Working with professionals can be a joy. Not only can they solve your problem, they may help you see what problem you should solve. I’ve had several instances lately when I hired a pro to do something I’d attempted myself. In each case I was very pleased and wondered why I hadn’t done this sooner. Offhand I can’t think of an example where I regretted hiring a professional.
Strictly speaking, a professional in some area is simply someone who is paid to do it. But informally, we think of a professional as someone who not only is paid for their services, they’re also good at what they do. The two ideas are not far apart. People who are paid to do something are usually good at it, and the fact that they are paid is evidence that they know what they’re doing.
Experts, however, are not always so pleasant to work with.
Anyone can call himself an expert, and there’s no objective way to test this claim. But it’s usually obvious whether someone is a professional. When you walk into a barber shop, for example, it’s safe to assume the people standing behind the chairs are professional barbers.
Often the categories of “professional” and “expert” overlap. But it is suspicious when someone is an expert and not a professional. It implies that their knowledge is theoretical and untested. If someone says she is an expert in the stock market but not an investor, I wouldn’t ask her to invest my money. When I need my house painted, I don’t want to hire an expert on paint, I want a professional painter.

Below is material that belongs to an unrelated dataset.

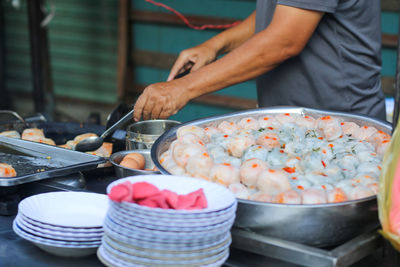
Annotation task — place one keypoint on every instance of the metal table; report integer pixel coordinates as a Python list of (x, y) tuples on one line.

Sometimes experts appear to be professionals though they are not. Their expertise is in one area but their profession is something else. Political pundits are not politicians but journalists and entertainers. Heads of scientific agencies are not scientists but administrators. University presidents are not educators or researchers but fundraisers. In each case they may have once been practitioners in their perceived areas of expertise, though not necessarily.